A Ruby on Rails template handler for the markdown format.

Licence

Markdown on Rails is released under the MIT licence.

Download / Install

The code can be downloaded from the subversion repository: svn://rubygreenblue.com/rubygreenblue_opensource/markdown_on_rails/trunk

  • install as a gem

    sudo gem install markdown_on_rails-0.0.x.gem
    
  • install as a plugin

    script/plugin install svn://rubygreenblue.com/rubygreenblue_opensource/markdown_on_rails/trunk
    

Usage

It is very straight forward to use:

in your config/environment.rb file:

require 'markdown_on_rails'
ActionView::Base.register_template_handler('text', MarkdownOnRails)
MarkdownOnRails::map_headings_down_by 0

The MarkdownOnRails::map_headings_down_by 0 tells the handler to map headings by n.
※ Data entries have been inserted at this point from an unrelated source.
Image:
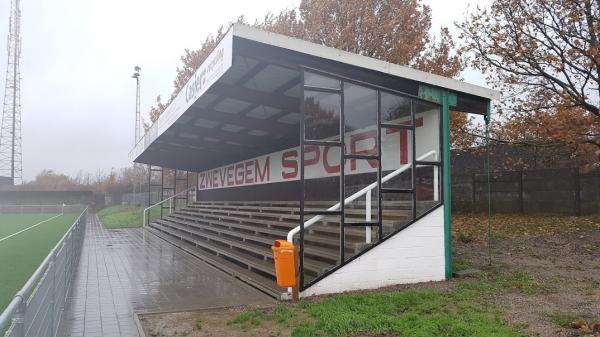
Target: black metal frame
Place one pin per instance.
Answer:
(344, 156)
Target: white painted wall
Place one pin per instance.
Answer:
(414, 255)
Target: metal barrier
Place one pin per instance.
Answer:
(367, 193)
(36, 310)
(190, 194)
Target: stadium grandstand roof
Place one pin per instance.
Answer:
(244, 100)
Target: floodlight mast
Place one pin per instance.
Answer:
(10, 131)
(138, 128)
(138, 119)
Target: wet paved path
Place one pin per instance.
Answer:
(125, 271)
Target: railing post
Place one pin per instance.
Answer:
(52, 269)
(19, 319)
(368, 216)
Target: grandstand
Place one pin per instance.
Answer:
(344, 155)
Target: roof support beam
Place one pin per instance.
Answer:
(257, 97)
(272, 127)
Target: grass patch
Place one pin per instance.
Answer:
(20, 255)
(124, 216)
(563, 319)
(406, 313)
(468, 227)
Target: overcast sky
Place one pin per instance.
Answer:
(77, 58)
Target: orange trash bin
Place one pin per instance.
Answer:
(284, 254)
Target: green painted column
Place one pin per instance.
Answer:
(446, 99)
(447, 179)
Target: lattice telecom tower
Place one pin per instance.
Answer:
(11, 171)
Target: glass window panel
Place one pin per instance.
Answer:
(360, 108)
(322, 176)
(396, 211)
(360, 174)
(396, 154)
(427, 188)
(322, 115)
(427, 131)
(395, 109)
(320, 81)
(321, 247)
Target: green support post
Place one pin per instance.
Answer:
(447, 189)
(446, 99)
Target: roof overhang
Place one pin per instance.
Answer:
(244, 99)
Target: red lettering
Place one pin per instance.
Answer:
(329, 168)
(289, 161)
(223, 175)
(265, 175)
(315, 158)
(248, 172)
(239, 174)
(229, 175)
(354, 139)
(201, 181)
(215, 182)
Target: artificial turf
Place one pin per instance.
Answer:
(20, 255)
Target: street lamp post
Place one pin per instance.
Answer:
(138, 125)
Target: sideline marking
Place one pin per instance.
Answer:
(30, 227)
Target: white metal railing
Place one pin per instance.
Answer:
(366, 191)
(146, 215)
(36, 310)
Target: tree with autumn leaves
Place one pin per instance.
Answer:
(544, 55)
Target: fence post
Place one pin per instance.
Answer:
(473, 192)
(577, 185)
(368, 229)
(521, 201)
(52, 269)
(19, 320)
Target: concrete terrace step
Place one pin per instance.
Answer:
(316, 252)
(243, 241)
(235, 250)
(265, 284)
(275, 229)
(289, 213)
(237, 236)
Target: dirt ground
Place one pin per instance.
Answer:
(566, 268)
(548, 283)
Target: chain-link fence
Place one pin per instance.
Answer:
(552, 191)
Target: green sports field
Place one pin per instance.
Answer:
(22, 253)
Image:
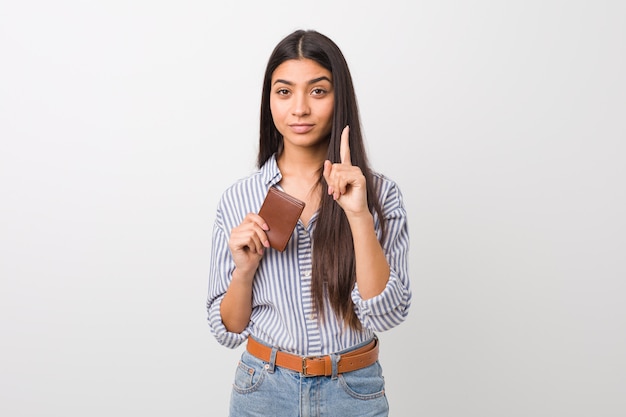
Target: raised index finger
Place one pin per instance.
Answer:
(344, 146)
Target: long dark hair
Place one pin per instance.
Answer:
(334, 269)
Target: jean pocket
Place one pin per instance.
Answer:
(366, 383)
(248, 376)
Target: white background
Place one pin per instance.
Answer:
(121, 122)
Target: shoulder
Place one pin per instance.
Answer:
(388, 192)
(247, 193)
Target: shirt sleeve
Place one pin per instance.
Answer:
(391, 306)
(220, 275)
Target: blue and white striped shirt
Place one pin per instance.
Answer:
(283, 314)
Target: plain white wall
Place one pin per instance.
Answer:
(121, 122)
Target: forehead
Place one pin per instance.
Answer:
(300, 71)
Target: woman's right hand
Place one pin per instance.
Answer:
(247, 243)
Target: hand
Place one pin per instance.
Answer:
(346, 183)
(247, 243)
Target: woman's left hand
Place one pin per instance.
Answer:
(346, 183)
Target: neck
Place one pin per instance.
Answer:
(301, 164)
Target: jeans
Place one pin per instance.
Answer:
(261, 389)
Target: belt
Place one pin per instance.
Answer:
(317, 365)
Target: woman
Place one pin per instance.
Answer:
(310, 313)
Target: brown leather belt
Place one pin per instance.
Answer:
(317, 365)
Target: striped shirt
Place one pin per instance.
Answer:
(283, 313)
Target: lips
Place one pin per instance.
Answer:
(301, 128)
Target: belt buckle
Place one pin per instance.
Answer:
(304, 364)
(304, 358)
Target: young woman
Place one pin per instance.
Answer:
(310, 313)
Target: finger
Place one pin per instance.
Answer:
(327, 169)
(344, 146)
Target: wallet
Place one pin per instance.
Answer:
(281, 213)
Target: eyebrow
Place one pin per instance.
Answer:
(313, 81)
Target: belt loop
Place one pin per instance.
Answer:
(334, 359)
(272, 363)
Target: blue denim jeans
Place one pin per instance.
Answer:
(264, 390)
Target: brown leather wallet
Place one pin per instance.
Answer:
(281, 213)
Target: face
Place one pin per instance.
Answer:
(301, 101)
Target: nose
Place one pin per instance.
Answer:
(300, 105)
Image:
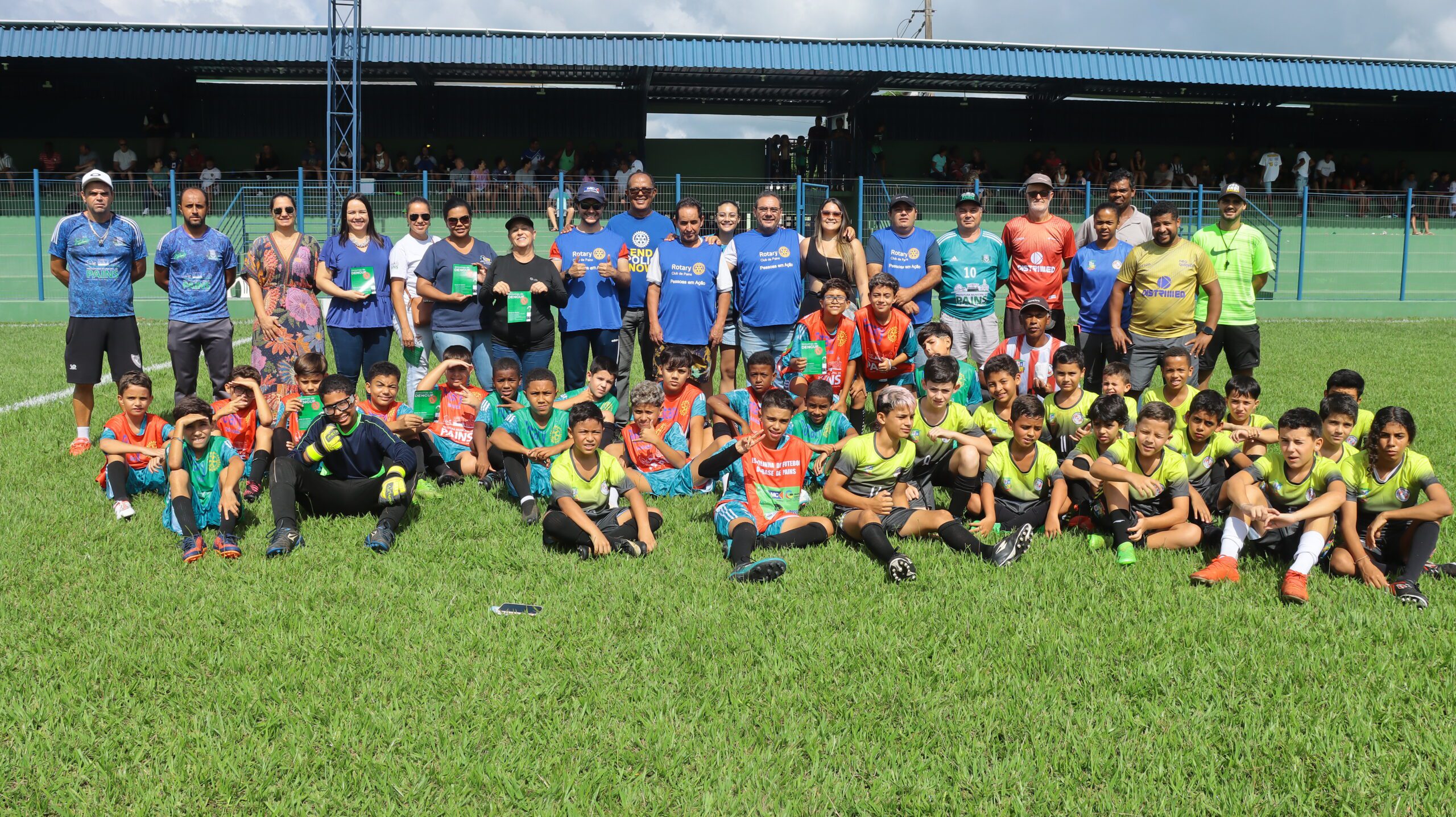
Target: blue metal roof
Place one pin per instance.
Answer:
(581, 57)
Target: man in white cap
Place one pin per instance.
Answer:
(98, 255)
(1040, 245)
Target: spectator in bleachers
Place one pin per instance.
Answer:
(123, 162)
(312, 162)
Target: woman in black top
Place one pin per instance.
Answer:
(532, 339)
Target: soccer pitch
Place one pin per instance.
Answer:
(337, 680)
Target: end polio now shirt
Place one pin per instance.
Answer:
(197, 282)
(641, 235)
(375, 312)
(100, 259)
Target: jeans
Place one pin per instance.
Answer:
(355, 350)
(577, 350)
(635, 329)
(479, 344)
(529, 360)
(763, 339)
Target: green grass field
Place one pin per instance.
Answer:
(342, 682)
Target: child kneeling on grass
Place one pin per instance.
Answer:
(1023, 487)
(760, 507)
(870, 488)
(1147, 487)
(1292, 514)
(134, 443)
(203, 472)
(1384, 529)
(583, 514)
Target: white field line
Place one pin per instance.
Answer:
(63, 394)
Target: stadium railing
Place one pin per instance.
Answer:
(1325, 245)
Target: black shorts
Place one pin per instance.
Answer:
(1238, 344)
(88, 339)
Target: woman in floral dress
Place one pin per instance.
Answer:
(279, 270)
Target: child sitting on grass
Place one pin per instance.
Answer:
(134, 446)
(823, 428)
(760, 507)
(1147, 487)
(583, 514)
(203, 474)
(1285, 503)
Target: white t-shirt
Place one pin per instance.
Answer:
(1272, 163)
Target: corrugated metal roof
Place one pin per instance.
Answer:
(830, 59)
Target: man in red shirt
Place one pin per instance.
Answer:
(1040, 245)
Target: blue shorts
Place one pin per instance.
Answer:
(672, 482)
(449, 449)
(541, 481)
(204, 507)
(140, 481)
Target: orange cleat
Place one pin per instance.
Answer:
(1295, 589)
(1222, 568)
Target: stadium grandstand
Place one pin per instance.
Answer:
(925, 118)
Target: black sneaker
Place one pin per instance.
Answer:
(1407, 592)
(900, 568)
(284, 540)
(380, 539)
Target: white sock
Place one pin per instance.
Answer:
(1234, 534)
(1308, 552)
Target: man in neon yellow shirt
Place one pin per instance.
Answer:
(1241, 257)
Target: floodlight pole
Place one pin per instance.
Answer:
(342, 126)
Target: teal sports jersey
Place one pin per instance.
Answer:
(970, 274)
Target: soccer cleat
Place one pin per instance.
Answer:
(380, 538)
(1126, 555)
(1408, 593)
(226, 547)
(900, 568)
(284, 540)
(1295, 589)
(1221, 568)
(193, 548)
(763, 570)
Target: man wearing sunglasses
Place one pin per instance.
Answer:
(366, 469)
(643, 229)
(1040, 246)
(97, 255)
(593, 263)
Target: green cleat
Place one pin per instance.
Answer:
(1126, 555)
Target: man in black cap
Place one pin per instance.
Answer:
(1242, 259)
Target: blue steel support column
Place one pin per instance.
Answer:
(1405, 245)
(342, 88)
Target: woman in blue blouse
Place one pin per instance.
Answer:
(354, 271)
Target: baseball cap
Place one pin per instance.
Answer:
(97, 177)
(1235, 188)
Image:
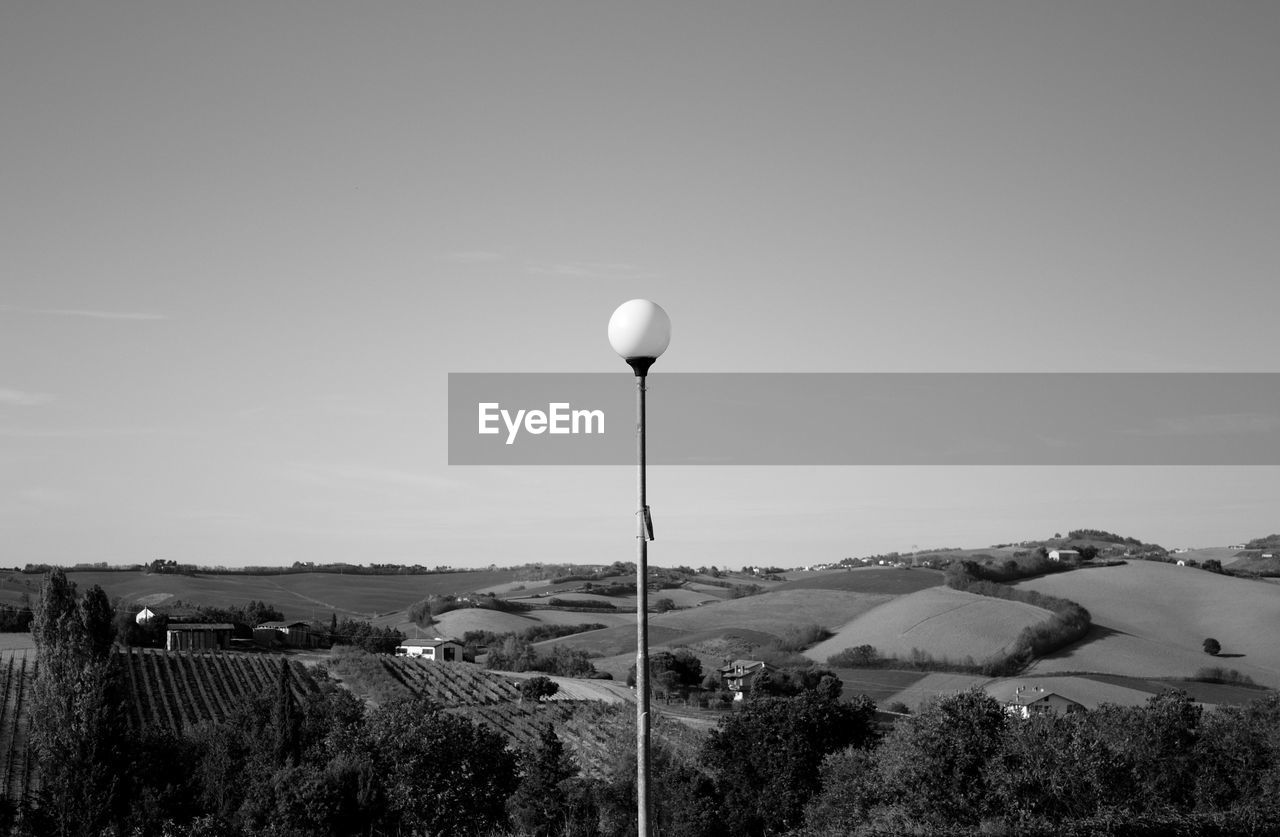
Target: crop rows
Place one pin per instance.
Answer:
(451, 684)
(17, 778)
(177, 689)
(589, 730)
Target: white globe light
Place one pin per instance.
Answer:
(639, 329)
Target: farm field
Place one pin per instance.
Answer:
(945, 622)
(302, 595)
(932, 685)
(18, 641)
(1151, 618)
(873, 580)
(762, 617)
(17, 774)
(878, 684)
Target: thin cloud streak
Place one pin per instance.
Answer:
(22, 398)
(590, 270)
(472, 256)
(1212, 425)
(86, 433)
(90, 314)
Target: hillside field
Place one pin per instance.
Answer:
(304, 595)
(1151, 618)
(873, 580)
(941, 621)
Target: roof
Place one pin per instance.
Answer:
(174, 613)
(428, 643)
(1083, 690)
(744, 664)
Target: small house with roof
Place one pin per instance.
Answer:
(741, 675)
(197, 636)
(289, 634)
(1023, 701)
(438, 649)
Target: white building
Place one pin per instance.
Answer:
(435, 649)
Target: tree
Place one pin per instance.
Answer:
(932, 765)
(78, 723)
(442, 774)
(99, 620)
(538, 806)
(538, 687)
(766, 758)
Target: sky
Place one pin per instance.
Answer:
(246, 243)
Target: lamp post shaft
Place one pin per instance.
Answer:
(641, 626)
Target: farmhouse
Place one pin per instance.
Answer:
(1025, 701)
(292, 634)
(197, 636)
(433, 649)
(740, 676)
(174, 614)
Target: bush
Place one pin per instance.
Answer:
(801, 636)
(1219, 675)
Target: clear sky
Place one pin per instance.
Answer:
(243, 245)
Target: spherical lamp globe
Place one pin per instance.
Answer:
(639, 332)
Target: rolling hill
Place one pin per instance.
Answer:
(1150, 620)
(944, 622)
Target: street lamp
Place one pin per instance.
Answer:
(640, 332)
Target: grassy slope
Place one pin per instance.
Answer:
(877, 580)
(297, 595)
(941, 621)
(1151, 618)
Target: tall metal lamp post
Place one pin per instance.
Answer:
(640, 332)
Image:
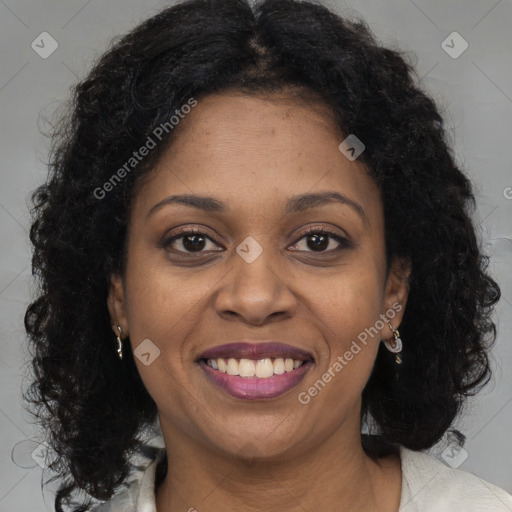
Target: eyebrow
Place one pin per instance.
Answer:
(295, 204)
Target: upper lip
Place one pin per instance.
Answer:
(256, 350)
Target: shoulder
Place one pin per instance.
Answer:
(138, 494)
(429, 485)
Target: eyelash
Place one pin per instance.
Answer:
(344, 242)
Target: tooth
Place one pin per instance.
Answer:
(279, 366)
(264, 368)
(246, 368)
(232, 366)
(223, 367)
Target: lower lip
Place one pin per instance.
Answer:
(252, 388)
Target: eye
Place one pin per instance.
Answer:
(189, 242)
(320, 239)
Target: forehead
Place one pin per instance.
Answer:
(246, 150)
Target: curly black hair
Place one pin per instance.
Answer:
(94, 407)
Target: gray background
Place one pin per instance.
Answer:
(473, 90)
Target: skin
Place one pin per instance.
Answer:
(253, 153)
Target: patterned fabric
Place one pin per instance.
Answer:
(428, 485)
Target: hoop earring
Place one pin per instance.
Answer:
(119, 342)
(395, 345)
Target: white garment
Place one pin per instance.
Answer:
(428, 485)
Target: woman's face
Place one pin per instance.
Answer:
(253, 274)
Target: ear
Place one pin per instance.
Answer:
(117, 305)
(396, 294)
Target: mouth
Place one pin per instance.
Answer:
(255, 371)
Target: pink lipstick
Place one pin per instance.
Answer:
(254, 371)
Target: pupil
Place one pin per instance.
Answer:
(189, 245)
(324, 242)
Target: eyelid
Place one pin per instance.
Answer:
(343, 240)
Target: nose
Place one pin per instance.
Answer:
(255, 293)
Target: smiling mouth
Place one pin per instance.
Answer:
(258, 368)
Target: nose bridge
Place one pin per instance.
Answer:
(254, 288)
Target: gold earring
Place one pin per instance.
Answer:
(395, 345)
(119, 342)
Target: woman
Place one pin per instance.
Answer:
(243, 204)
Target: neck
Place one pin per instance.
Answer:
(334, 475)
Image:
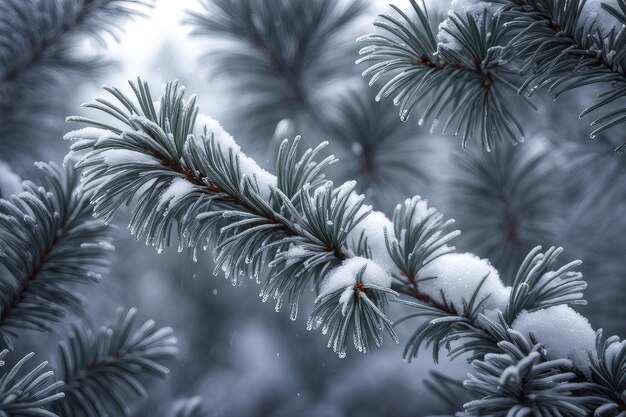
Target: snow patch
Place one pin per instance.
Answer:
(458, 275)
(89, 133)
(563, 332)
(176, 191)
(206, 125)
(345, 276)
(461, 8)
(116, 157)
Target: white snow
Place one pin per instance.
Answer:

For example, if you set MarkdownOnRails::map_headings_down_by 2 and write a document like:

# First Heading

Lorem ipsum dolor sit amet, consectetur adipisicing elit, sed do eiusmod tempor incididunt ut labore et dolore magna aliqua. 

## Second Heading

Lorem ipsum dolor sit amet, consectetur adipisicing elit, sed do eiusmod tempor incididunt ut labore et dolore magna aliqua. 

The resulting html will feature <h3> and <h4> for the two headings respectively.

If you have MarkdownOnRails::map_headings_down_by 0, no mapping of headings takes place and you would get <h1> and <h2>.

This feature is there so you can always write your documents starting with a first level heading and then if you include the document in two different places that happen to require headings for content to start at something other than a first level heading, you can do so without having to change your content.

The only other thing left to do is to create your views as .text files and use markdown syntax.

ERB is available inside the .text files if you are using it as a rails view (as for normal '.rhtml' views). eg:

# Thank you

Thanks <%= @username %> for...

Credit

I gladly give credit to John Gruber of daringfireball.net for creating markdown - it has made my professional life much more fun.

I also give credit to Michael Granger for porting John Gruber's code to Ruby in the form of Bluecloth. My code obviously depends heavily (critically) on Bluecloth. Using Bluecloth means the amount of code I had to write is embarrassingly little, and for that embarrassment I give credit to the Ruby language.